South Africa is pushing coal producers to cut prices to help save Eskom Holdings SOC Ltd., the debt-stricken power utility that threatens to unravel the country’s finances.
“At these prices of electricity, this economy is going to collapse,” Mineral and Energy Resources Minister Gwede Mantashe said Thursday at a mining conference in Johannesburg. “You have got to reduce the prices — what we are saying is coal producers must contribute in ensuring that is actually addressed.”
President Cyril Ramaphosa’s government is searching for ways to halt a rapidly accelerating financial crisis at a monopoly that’s seen as the biggest threat to the country’s budget and economy. Securing concessions from coal producers is the latest attempt to cut costs after labor unions repeatedly rejected suggestions to reduce the company’s bloated workforce.
Eskom, which provides about 95% of South Africa’s electricity, relies on coal to generate most of its power. Several ministries last week approached both coal and renewable energy producers to ask for lower-cost supplies.

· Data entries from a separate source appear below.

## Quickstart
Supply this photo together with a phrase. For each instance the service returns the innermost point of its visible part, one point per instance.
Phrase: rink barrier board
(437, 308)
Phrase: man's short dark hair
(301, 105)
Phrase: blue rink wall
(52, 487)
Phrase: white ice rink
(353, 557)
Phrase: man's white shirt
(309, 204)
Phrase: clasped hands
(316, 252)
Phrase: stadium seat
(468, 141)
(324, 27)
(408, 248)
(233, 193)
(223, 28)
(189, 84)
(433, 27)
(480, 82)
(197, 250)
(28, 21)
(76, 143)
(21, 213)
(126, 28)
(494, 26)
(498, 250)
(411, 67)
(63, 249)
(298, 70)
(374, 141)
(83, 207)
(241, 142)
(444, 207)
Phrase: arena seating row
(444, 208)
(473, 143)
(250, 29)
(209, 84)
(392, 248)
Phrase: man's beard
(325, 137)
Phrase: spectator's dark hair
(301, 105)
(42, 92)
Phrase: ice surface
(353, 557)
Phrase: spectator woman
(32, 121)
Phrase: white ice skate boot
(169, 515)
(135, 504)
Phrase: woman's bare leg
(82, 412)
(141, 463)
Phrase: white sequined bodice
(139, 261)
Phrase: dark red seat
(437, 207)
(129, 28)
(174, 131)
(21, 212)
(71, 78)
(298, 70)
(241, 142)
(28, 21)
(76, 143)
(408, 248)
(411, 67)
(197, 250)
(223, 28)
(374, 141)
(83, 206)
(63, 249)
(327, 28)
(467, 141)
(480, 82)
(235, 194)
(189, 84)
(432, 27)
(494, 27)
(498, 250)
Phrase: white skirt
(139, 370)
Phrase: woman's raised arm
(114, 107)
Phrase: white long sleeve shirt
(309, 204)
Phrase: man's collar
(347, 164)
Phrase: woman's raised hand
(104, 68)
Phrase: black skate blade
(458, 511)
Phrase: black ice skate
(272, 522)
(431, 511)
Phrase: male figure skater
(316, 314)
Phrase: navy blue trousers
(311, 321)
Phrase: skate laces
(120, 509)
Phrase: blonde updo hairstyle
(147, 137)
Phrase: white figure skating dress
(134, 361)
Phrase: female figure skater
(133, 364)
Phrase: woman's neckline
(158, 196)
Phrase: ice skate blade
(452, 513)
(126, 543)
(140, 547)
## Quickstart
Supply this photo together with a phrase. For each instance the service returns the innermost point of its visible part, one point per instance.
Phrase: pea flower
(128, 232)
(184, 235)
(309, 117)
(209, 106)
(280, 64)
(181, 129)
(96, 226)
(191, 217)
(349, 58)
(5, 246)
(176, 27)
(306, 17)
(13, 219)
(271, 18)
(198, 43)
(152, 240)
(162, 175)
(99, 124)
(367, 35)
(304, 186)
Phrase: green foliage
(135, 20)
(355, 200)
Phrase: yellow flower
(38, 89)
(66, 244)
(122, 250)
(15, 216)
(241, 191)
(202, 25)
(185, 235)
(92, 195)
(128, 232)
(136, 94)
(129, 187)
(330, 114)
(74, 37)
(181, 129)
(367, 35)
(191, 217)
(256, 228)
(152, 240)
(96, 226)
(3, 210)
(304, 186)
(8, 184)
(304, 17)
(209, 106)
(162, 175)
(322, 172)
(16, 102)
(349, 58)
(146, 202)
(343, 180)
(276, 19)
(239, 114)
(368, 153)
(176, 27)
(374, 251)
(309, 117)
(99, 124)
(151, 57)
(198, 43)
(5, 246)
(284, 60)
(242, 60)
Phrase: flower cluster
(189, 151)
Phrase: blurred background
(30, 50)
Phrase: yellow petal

“We are talking to them, we are not instructing them,” Mantashe said. “The steps are, one you talk to coal producers, they make a commitment, talk to renewables, they make a commitment.”
Coal producers plan more talks with the government over the supply and cost of the fuel, according to the Minerals Council South Africa, the country’s mining lobby.
“Careful consideration is being given to being mindful of competition regulation,” it said in a statement.
Miners have charged Eskom a wide range of prices for coal in contracts varying in length. The cost of the fuel at South Africa’s Richards Bay port, from where some producers export, has already dropped 32% over the past year, also putting pressure on the companies.
Seriti Resources Holdings Ltd., which is in talks to buy the South African coal assets of South32 Ltd., has taken part in the talks with the government.
“It’s in all of our interests to get Eskom back on its feet,” the company said in a statement, without saying whether it would lower prices.
Eskom’s primary energy costs rose 17% in its most recent financial year, due to higher coal charges and increased production from independent power producers. The utility has burned over 100 million tons of coal annually for at least a decade.